20 Ligthart C., Le retour des jésuites au xixe siècle. La vie du P. Roothaan (1972), Namur, Culture et vérité, 1991, p. 129. Cet ouvrage reste encore aujourd’hui le seul entièrement consacré au généralat le plus important du premier xixe siècle.
21 Voir sur ce point Fabre P.-A. et Goujon P., « Les Exercices spirituels dans le développement de la Compagnie de Jésus à l’époque du généralat d’Acquaviva », P. A. Fabre et Fl. Rurale (éd.), Claudio Acquaviva (1581-1615). Un generalato gesuita nel tempo dell’invenzione del cattolicesimo moderno, Leiden, Brill, 2017.
22 Ligthart C., op. cit., p. 130 (nous soulignons).
23 Giuliani M., L’expérience des Exercices dans la vie, Paris, Desclée de Brouwer, 1991. Ce recueil de textes, conçu par Maurice Giuliani dans la dernière partie de sa vie, condense un long cheminement amorcé à son retour de Rome, où il a été l’assistant du général Pedro Arrupe de 1966 à 1972.
24 Je peux témoigner, pour avoir très souvent travaillé chez lui à la préparation de l’édition des Écrits d’Ignace de Loyola en 1991, puis ensuite à une édition critique retravaillée du Journal, que j’ai publiée après sa mort (Ignace de Loyola, Journal des motions intérieures, Bruxelles, Lessius, 2007), que Maurice Giuliani habitait un appartement, assez vaste pour héberger plusieurs jours des visiteurs de province, mais dans lequel il était seul jésuite. Le mouvement était donc inverse de celui des maisons de retraite, sur le modèle de celle de Clamart, par exemple, à la même époque.
25 La consultation encore difficile des Archives aiderait à établir la part de l’activité de Maurice Giuliani comme spécialiste des Exercices d’Ignace au xvie siècle dans le choix d’Arrupe de le faire venir à Rome comme assistant de France. Je regrette de ne pas avoir su lui poser la question, probablement parce que notre travail commun portait beaucoup plus sur le xvie que sur le xxe siècle. Qui sait-il être de deux siècles, comme sut l’être Michel de Certeau – justement très proche collaborateur de Giuliani, je l’ai rappelé, dans les années 1950 ?
26 Voir principalement le séminaire Encore, Paris Seuil, 1972, et pour ce qui concerne le Discours de Rome, « Fonction et champ de la parole en psychanalyse », Lacan J., Écrits, Paris, Seuil, 1966, p. 237-323.
27 Voir sur cet épisode encore mal connu et peu exploré dans toutes ses dimensions les recherches de Léo Botton, actuellement en cours d’études doctorales dans une approche sociologique et historique de ces transferts.

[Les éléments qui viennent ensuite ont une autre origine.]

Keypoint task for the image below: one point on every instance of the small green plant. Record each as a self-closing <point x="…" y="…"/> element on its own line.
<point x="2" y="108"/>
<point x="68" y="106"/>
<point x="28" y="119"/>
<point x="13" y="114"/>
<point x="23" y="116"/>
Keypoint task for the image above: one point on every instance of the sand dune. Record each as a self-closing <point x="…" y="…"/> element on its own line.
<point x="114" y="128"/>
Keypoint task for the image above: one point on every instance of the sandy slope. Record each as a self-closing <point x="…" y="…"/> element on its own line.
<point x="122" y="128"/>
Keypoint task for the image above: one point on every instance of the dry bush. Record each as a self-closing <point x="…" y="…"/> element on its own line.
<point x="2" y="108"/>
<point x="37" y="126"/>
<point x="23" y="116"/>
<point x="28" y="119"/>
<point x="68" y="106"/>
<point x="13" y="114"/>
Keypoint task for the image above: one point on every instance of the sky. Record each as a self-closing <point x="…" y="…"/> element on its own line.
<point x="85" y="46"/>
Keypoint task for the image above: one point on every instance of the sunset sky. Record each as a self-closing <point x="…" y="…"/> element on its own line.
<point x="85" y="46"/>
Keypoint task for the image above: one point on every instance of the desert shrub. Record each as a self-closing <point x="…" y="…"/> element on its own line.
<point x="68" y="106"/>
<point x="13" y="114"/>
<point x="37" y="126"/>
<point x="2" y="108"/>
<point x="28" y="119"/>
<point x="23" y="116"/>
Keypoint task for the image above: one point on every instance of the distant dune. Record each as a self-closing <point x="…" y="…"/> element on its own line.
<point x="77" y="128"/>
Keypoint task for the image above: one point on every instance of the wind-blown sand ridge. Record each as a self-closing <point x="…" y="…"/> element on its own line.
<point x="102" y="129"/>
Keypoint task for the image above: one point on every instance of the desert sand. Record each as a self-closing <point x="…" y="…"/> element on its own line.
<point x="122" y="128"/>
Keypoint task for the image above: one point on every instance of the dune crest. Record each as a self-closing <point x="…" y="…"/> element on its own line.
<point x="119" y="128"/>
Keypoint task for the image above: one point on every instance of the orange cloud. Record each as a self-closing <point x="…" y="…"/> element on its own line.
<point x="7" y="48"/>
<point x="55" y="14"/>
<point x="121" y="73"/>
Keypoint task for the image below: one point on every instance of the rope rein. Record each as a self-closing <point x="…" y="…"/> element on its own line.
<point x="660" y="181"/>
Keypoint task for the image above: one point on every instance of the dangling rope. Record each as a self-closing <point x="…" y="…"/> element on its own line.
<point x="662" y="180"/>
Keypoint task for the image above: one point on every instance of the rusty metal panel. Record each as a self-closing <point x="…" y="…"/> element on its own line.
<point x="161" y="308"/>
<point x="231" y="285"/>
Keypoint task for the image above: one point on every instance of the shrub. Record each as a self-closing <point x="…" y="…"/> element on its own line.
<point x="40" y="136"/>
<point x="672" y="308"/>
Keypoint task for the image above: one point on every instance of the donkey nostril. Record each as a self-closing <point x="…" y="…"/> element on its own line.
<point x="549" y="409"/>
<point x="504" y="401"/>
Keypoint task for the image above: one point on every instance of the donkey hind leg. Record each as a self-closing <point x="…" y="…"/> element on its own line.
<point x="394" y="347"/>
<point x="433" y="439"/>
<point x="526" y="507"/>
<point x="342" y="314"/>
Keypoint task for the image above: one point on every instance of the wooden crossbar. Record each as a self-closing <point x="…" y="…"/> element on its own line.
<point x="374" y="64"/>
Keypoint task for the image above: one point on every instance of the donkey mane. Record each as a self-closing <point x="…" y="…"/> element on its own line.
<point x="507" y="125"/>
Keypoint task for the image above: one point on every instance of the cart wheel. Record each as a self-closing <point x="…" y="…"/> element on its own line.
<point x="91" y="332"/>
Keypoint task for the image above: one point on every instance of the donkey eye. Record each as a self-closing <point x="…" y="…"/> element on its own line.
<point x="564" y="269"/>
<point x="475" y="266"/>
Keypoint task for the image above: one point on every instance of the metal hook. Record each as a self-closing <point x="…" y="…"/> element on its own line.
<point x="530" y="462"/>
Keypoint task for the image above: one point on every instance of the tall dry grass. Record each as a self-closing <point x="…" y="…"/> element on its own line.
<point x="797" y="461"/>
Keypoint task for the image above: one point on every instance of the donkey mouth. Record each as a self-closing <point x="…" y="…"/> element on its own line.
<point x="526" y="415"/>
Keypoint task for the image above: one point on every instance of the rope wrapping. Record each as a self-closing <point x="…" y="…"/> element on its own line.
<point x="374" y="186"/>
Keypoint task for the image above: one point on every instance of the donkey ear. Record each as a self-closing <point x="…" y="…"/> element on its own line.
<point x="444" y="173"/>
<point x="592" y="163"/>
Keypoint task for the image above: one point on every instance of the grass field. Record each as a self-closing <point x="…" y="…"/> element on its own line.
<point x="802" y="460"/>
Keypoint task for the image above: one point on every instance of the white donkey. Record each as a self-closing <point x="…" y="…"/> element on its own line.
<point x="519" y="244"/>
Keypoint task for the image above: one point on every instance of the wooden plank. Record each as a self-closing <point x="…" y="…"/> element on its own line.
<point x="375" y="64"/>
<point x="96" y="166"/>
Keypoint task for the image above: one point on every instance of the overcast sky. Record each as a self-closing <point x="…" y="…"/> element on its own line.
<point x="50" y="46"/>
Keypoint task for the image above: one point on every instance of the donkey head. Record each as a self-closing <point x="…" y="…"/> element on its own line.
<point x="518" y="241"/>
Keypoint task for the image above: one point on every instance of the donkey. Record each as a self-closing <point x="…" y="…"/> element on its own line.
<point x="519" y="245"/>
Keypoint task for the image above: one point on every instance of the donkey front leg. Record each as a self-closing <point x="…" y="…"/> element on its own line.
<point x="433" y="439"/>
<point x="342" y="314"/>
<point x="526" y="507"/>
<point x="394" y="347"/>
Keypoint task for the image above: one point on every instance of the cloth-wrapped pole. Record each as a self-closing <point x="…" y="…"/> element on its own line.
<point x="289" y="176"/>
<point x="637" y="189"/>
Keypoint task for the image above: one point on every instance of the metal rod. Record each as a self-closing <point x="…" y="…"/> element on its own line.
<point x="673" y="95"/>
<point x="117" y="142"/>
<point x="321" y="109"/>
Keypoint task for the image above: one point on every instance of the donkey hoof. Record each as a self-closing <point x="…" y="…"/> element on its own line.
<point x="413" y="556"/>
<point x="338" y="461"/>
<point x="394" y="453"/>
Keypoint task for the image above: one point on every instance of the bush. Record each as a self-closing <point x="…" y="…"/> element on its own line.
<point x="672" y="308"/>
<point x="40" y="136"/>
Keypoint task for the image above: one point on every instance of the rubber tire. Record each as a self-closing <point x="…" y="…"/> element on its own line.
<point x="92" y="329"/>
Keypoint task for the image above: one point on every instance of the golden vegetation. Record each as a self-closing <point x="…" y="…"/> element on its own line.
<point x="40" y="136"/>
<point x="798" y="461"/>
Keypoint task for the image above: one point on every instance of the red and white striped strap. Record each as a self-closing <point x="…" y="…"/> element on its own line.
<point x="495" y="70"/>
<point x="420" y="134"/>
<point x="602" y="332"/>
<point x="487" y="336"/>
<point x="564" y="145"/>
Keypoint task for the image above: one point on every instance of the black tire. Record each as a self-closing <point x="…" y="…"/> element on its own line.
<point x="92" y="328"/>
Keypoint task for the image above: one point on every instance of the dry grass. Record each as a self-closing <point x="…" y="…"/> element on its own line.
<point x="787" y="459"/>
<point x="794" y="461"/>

Voir également pour une approche plus globale Desmazières A., L’inconscient au paradis. Comment les catholiques ont reçu la psychanalyse, Paris, Payot, 2011.
28 On s’étonnera sans doute de ne pas avoir lu une seule fois dans ce texte le mot de « conscience », central pourtant dans ce volume et qui en occupe le titre même. Je dois bien accepter ce constat. Ce n’est pas que le mot soit absent du lexique de la Compagnie de Jésus, mais il est en quelque sorte affecté à une autre registre : celui de l’examen ou compte de conscience, qui relèverait de ce que Foucault appelle le rappel de ce qui est oublié, et non pas la découverte de ce qui était caché : ces deux seuls mots disent d’ailleurs assez comment la situation analytique, si l’on considère le refoulé comme oublié et caché, rebat les cartes comme les Exercices d’Ignace les rebattaient elles-mêmes, entre l’onto- et l’épistémo-logique. Mais cela, c’est l’affaire des Exercices comme discours de soi « tel que je suis devant Dieu », et non pas comme « récit de soi », tel que je fus ce jour, hier, cette année – quelle que soit l’amplitude temporelle de l’examen ou du compte de conscience. C’est de cette différence essentielle, en tout cas, que je me prévaux ici – évidemment beaucoup trop vite – pour prétendre avoir dit quelque chose de la liberté sans avoir rien dit de la conscience.